3. Integration Layer (containers/, pages/)

  • Pages:
    • Entry point for the Router.
    • Responsibilities: Reading URL parameters, SEO metadata, defining Layout structure.
    • Restriction: No complex business logic. Delegate immediately to Containers.
  • Containers:
    • Responsibilities: Fetching data, handling loading/error states, dispatching actions.
    • Restriction: Minimal styling (layout only). No presentation logic (render HTML structure).
    • Compose components to build the view.

4. Presentational Layer (components/)

  • Responsibilities: Rendering UI based on props.
  • Restriction: strict props-down, events-up flow.
  • State: Only ephemeral UI state (e.g., isHovered, isOpen). All data state comes from props.
  • Dependencies: Should not depend on stores or api directly.
  • Documentation: Complex components require Storybook stories.

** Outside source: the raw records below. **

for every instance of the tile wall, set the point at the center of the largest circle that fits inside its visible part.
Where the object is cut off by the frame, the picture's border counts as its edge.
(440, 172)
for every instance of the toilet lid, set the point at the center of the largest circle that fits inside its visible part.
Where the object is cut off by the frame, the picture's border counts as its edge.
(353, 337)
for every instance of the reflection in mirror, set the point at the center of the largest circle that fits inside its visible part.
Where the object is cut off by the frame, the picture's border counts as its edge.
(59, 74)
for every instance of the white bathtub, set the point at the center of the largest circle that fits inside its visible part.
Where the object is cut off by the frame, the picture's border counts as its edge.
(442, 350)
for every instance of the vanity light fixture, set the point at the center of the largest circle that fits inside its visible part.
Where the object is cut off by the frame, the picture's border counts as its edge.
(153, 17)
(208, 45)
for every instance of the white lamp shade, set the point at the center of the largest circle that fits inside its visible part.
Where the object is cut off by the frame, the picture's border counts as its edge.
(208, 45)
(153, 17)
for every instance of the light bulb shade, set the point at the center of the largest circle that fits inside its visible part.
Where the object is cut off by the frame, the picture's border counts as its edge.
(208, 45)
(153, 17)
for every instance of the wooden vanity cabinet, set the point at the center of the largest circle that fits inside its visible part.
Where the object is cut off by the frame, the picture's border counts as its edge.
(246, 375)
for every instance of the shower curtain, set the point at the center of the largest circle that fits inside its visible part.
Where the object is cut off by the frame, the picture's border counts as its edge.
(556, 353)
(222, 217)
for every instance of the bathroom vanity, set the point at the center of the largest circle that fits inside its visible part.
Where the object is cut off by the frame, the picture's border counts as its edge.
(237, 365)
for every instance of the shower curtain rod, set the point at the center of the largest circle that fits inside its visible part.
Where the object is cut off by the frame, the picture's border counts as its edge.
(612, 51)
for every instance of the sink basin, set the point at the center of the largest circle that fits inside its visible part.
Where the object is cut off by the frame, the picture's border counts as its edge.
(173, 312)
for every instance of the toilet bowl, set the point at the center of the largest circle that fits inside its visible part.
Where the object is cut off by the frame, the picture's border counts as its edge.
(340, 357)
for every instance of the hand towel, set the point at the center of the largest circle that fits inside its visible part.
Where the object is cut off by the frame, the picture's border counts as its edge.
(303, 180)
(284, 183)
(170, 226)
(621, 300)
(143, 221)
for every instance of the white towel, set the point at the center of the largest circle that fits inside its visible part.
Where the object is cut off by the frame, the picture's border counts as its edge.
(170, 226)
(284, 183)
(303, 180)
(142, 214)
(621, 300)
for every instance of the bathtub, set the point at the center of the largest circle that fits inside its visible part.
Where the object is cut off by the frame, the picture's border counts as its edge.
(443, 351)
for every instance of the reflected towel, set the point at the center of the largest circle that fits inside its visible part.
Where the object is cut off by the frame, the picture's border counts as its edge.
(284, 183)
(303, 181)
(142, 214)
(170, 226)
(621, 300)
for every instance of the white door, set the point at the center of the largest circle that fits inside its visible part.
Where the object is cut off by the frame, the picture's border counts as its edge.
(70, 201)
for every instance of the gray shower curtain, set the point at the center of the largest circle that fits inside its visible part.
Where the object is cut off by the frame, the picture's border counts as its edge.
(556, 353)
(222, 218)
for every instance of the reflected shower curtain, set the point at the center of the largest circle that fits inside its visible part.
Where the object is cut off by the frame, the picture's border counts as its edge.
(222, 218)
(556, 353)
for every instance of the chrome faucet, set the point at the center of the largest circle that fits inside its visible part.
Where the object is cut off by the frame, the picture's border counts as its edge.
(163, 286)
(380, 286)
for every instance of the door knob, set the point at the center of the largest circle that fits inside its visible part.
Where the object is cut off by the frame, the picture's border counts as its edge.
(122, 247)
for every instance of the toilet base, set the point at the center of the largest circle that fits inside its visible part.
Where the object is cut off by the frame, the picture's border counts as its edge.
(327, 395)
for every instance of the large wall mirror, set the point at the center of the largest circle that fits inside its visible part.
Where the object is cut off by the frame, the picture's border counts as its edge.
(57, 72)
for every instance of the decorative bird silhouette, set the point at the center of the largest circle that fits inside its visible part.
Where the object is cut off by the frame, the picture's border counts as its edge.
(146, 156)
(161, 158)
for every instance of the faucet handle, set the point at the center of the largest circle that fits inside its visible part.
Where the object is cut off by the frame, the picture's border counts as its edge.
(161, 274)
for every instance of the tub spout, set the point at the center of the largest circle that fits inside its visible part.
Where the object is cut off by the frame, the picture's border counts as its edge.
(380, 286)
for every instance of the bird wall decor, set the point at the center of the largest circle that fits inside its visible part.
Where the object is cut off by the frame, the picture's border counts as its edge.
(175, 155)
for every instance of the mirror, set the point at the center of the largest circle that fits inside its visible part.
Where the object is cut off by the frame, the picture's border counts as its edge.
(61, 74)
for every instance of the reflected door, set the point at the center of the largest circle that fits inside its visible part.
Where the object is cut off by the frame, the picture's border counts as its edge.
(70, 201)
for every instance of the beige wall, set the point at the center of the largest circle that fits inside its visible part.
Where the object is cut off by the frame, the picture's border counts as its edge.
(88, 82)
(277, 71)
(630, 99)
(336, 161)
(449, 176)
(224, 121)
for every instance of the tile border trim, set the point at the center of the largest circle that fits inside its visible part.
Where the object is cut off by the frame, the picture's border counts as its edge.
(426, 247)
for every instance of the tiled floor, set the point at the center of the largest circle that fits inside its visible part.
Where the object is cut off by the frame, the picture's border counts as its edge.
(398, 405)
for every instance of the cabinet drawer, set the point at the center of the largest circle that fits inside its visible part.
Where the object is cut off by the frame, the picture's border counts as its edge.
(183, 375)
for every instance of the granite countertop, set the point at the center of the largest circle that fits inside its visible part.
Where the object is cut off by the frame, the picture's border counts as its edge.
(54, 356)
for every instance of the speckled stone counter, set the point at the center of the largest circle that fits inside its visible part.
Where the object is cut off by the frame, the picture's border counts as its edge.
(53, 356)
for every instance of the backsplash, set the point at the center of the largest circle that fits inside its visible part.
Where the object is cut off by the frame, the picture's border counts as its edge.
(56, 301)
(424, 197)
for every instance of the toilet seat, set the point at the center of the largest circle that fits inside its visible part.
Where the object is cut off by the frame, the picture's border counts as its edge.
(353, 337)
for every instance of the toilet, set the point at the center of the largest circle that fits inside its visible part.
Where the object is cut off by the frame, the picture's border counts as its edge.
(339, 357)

Common Module (Shared Kernel)

The common module is a special project-level module for generic, domain-agnostic resources.

✅ Allowed in Common:

  • Design System primitives (Buttons, Inputs).
  • Generic hooks (useOnClickOutside, useMediaQuery).
  • Date/String formatting utilities.
  • Global types (ApiResponse<T>, UserRole).

❌ Forbidden in Common:

  • Business logic (e.g., calculateTax - belongs in billing module).
  • Domain components (e.g., UserCard - belongs in user module).

Cross-Module Communication

  1. Strict Boundary: Modules cannot import deep files from other modules.
    • import { InternalComp } from '../other-module/components/InternalComp'
    • import { PublicContainer } from '../other-module' (via index.ts)
  2. Data Sharing:
    • URL: Prefer sharing state via URL parameters (Single Source of Truth).
    • Global Store: For persistent session data (Auth, Theme).
    • Events: For loose coupling (rarely needed in React, prefer State lifting).

Code Quality & Testing Standards

  • Testing:
    • Utils: Unit tests (Jest/Vitest).
    • Hooks: renderHook testing.
    • Containers/Page: Integration tests (React Testing Library) mocking network requests.
    • Components: Visual regression or interaction tests (Storybook/Playwright) if complex.
  • Performance:
    • Enforce strict dependency arrays in hooks.
    • Use React.memo or fine-grained signals only when profiling indicates need.
    • Lazy load all Route components (Pages).